Birkbeck School of Law Artist in Residence Miranda Pennell will be joined by Piyel Haldar and Avery Gordon for a conversation on engaging with archives, colonial legacies, and the construction of historical narratives. 

Pennell and respondents will discuss the status of archival documents as evidence or 'proofs', and ask how we approach testimonies from troubled pasts without becoming complicit in dehumanising ways of seeing. How can artists and historians interrupt or reverse the perpetrator's gaze in the colonial archive?

Strange Object (Miranda Pennell 15.20 minutes, 2020, HD video). 
The ‘Z’ Unit’s operation in a world far from our own was an experiment of sorts, a test. And this place, inhabited by beings different from ourselves, served as a laboratory. A successful outcome would secure the Z Unit’s future, enabling its enterprise to expand and its methods to be applied to other worlds. 

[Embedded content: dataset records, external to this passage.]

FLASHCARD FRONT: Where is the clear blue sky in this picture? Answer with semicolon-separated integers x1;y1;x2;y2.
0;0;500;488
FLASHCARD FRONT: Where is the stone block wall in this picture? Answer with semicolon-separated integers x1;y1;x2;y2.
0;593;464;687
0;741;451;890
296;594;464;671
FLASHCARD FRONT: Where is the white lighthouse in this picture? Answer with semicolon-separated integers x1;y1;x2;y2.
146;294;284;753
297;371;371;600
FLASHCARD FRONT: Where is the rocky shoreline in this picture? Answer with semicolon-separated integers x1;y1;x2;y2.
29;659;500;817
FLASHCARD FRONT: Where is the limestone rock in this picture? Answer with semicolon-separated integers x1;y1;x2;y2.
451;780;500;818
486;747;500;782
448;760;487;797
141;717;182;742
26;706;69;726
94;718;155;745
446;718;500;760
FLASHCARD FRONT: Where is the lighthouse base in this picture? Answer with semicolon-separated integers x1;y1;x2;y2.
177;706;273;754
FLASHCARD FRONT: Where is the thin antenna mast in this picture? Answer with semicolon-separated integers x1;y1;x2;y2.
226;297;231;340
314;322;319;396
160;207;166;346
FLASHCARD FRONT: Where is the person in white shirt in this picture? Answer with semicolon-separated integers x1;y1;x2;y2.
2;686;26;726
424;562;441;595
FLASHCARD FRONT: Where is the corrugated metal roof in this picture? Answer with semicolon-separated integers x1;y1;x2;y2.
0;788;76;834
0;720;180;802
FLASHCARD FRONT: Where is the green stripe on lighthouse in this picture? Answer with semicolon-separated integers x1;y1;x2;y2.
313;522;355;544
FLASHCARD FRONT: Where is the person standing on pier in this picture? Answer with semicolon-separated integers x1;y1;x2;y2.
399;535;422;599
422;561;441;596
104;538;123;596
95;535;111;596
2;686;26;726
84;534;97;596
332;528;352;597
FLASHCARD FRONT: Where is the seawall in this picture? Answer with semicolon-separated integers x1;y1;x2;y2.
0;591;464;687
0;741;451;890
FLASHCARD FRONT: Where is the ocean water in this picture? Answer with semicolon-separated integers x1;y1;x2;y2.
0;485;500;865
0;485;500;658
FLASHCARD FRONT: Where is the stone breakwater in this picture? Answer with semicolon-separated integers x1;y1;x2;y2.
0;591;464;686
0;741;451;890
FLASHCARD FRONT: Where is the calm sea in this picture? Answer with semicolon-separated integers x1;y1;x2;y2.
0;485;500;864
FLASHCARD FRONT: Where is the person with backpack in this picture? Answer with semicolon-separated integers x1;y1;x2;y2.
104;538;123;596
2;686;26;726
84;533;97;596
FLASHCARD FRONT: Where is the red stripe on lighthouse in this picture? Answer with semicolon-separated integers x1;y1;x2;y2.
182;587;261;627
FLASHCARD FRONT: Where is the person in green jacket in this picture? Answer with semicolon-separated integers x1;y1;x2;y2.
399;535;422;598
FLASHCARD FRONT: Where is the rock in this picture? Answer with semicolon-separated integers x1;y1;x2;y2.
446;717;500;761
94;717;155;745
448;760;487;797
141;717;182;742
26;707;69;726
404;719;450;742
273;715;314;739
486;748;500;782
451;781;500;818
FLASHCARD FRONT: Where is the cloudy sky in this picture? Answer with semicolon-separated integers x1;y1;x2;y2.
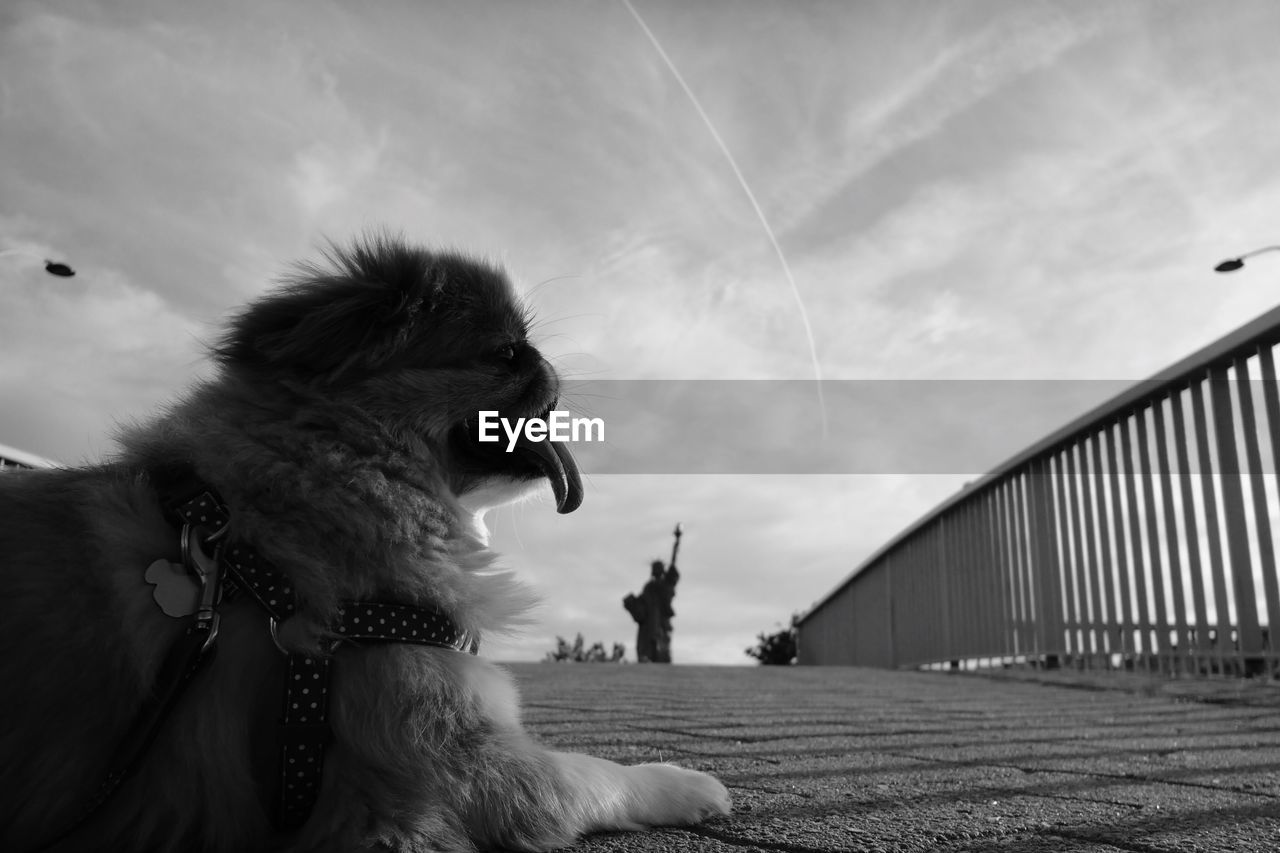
0;0;1280;663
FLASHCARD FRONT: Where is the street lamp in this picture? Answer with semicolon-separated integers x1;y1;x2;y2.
1213;246;1280;273
0;248;76;278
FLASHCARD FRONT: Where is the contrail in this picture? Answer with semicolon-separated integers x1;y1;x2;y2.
622;0;827;438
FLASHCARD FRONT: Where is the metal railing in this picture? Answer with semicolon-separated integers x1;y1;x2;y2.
799;302;1280;676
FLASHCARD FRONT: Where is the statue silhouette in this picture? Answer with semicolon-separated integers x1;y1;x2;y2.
622;524;681;663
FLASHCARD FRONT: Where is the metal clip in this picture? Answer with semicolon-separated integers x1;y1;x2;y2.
182;524;225;653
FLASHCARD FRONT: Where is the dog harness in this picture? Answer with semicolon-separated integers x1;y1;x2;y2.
90;473;480;830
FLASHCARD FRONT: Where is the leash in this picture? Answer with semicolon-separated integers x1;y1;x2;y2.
40;469;480;853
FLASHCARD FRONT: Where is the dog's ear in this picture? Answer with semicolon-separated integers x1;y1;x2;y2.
214;240;439;380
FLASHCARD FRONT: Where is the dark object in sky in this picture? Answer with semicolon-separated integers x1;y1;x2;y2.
1213;246;1280;273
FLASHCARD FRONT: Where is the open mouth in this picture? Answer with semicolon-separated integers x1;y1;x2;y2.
453;402;582;514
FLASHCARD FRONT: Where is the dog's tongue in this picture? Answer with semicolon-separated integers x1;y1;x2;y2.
516;435;582;514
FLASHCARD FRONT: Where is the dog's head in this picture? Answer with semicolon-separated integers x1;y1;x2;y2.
214;237;582;512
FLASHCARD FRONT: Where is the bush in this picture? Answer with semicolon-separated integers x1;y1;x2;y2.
543;634;627;663
745;613;800;666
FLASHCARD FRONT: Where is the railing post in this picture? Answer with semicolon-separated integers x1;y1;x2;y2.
1208;368;1263;674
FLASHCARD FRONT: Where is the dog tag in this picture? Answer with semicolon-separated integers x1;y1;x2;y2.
143;560;200;617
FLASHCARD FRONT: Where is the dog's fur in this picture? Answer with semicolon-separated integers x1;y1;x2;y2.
0;237;730;853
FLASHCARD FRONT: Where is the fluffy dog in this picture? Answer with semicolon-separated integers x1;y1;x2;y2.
0;237;730;853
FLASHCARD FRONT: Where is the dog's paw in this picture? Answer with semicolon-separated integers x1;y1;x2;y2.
627;765;732;826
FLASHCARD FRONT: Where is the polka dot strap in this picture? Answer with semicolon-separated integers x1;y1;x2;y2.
334;601;480;654
173;491;230;529
223;542;298;622
276;654;333;830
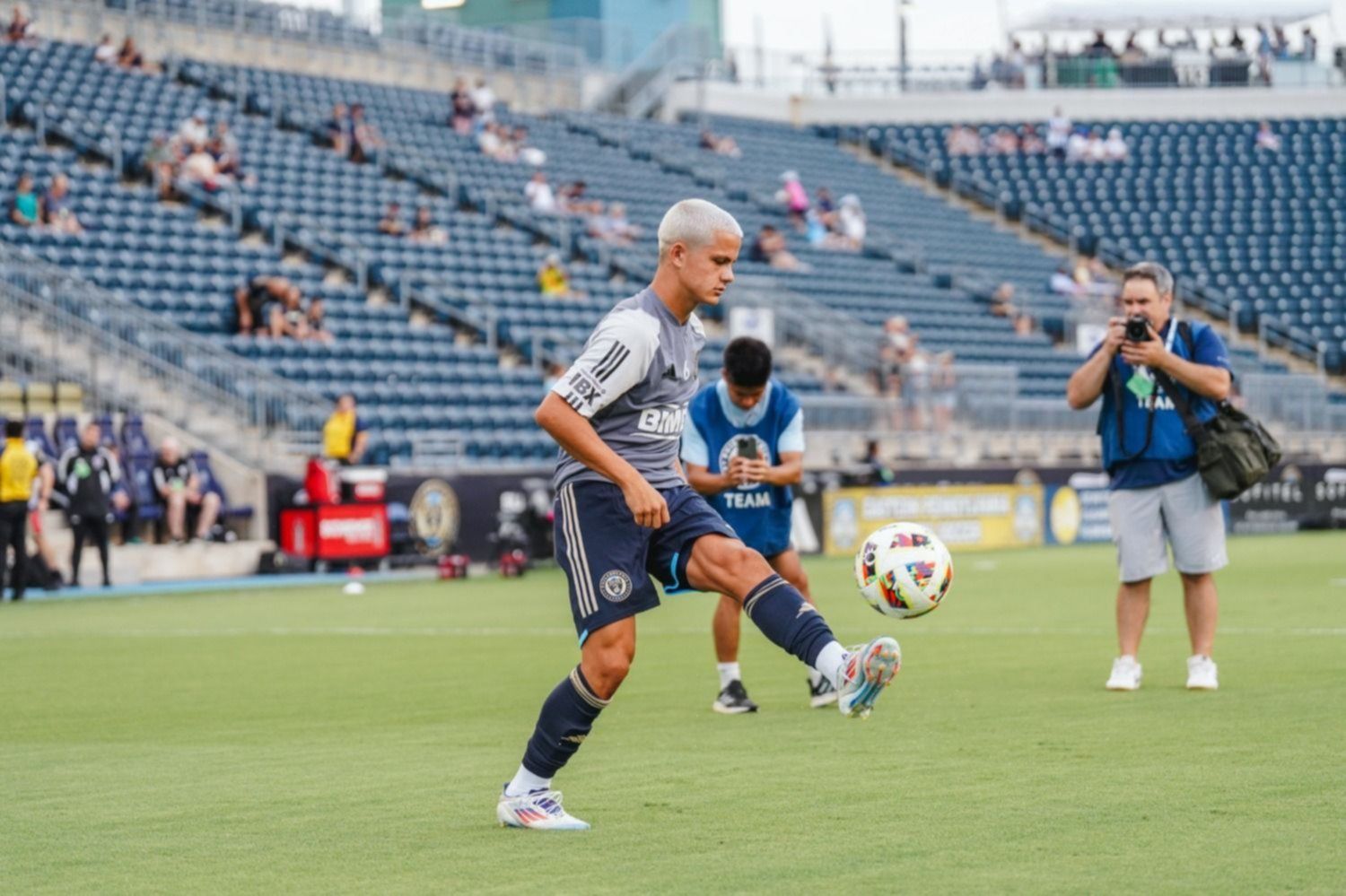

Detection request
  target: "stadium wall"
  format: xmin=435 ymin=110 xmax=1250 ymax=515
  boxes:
xmin=664 ymin=81 xmax=1346 ymax=126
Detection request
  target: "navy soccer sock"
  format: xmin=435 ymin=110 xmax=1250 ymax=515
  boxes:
xmin=524 ymin=666 xmax=608 ymax=778
xmin=743 ymin=573 xmax=836 ymax=666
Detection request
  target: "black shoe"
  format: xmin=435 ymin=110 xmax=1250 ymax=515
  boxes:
xmin=809 ymin=675 xmax=837 ymax=709
xmin=711 ymin=680 xmax=756 ymax=716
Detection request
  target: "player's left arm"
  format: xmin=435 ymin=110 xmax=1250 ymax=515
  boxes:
xmin=750 ymin=409 xmax=804 ymax=486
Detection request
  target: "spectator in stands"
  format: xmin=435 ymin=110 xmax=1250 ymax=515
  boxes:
xmin=1299 ymin=26 xmax=1318 ymax=62
xmin=524 ymin=171 xmax=562 ymax=215
xmin=178 ymin=108 xmax=210 ymax=148
xmin=206 ymin=121 xmax=242 ymax=180
xmin=1047 ymin=107 xmax=1074 ymax=159
xmin=556 ymin=180 xmax=603 ymax=215
xmin=697 ymin=131 xmax=743 ymax=159
xmin=1254 ymin=121 xmax=1280 ymax=152
xmin=350 ymin=102 xmax=384 ymax=164
xmin=0 ymin=420 xmax=39 ymax=600
xmin=144 ymin=134 xmax=180 ymax=201
xmin=93 ymin=34 xmax=118 ymax=66
xmin=234 ymin=276 xmax=299 ymax=336
xmin=748 ymin=225 xmax=807 ymax=271
xmin=1257 ymin=24 xmax=1276 ymax=86
xmin=836 ymin=193 xmax=870 ymax=252
xmin=511 ymin=128 xmax=546 ymax=169
xmin=1085 ymin=31 xmax=1117 ymax=59
xmin=1066 ymin=128 xmax=1089 ymax=161
xmin=1019 ymin=124 xmax=1047 ymax=156
xmin=449 ymin=78 xmax=476 ymax=136
xmin=323 ymin=392 xmax=369 ymax=467
xmin=5 ymin=7 xmax=35 ymax=43
xmin=271 ymin=284 xmax=333 ymax=342
xmin=589 ymin=202 xmax=641 ymax=247
xmin=902 ymin=334 xmax=931 ymax=431
xmin=406 ymin=206 xmax=449 ymax=247
xmin=323 ymin=102 xmax=350 ymax=156
xmin=1103 ymin=128 xmax=1131 ymax=161
xmin=178 ymin=143 xmax=224 ymax=193
xmin=987 ymin=126 xmax=1019 ymax=156
xmin=473 ymin=78 xmax=495 ymax=123
xmin=538 ymin=252 xmax=573 ymax=299
xmin=777 ymin=170 xmax=809 ymax=231
xmin=151 ymin=438 xmax=220 ymax=545
xmin=42 ymin=174 xmax=83 ymax=234
xmin=861 ymin=439 xmax=898 ymax=486
xmin=476 ymin=121 xmax=519 ymax=161
xmin=10 ymin=172 xmax=42 ymax=228
xmin=118 ymin=35 xmax=155 ymax=74
xmin=931 ymin=352 xmax=958 ymax=435
xmin=379 ymin=202 xmax=406 ymax=237
xmin=57 ymin=422 xmax=122 ymax=588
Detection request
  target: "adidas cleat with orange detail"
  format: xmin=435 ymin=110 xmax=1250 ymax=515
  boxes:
xmin=837 ymin=637 xmax=902 ymax=718
xmin=495 ymin=790 xmax=589 ymax=831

An investigation into imperial image-making, and destruction.

Why Colonel Bunny Was Killed (27.21 minutes, 2010).

Triggered by the memoirs of a medical missionary on the Afghan borderlands, the film is constructed from archive photographs of colonial life on the North West Frontier of British India at the turn of the 20th century. Searching for clues at the margins of images framed at a time of colonial conflict, the film plays sound against image and finds striking continuities in British portrayals of a distant place and people.    

 

This event is co-hosted by Birkbeck Institute for the Moving Image and Birkbeck Centre for Law and the Humanities.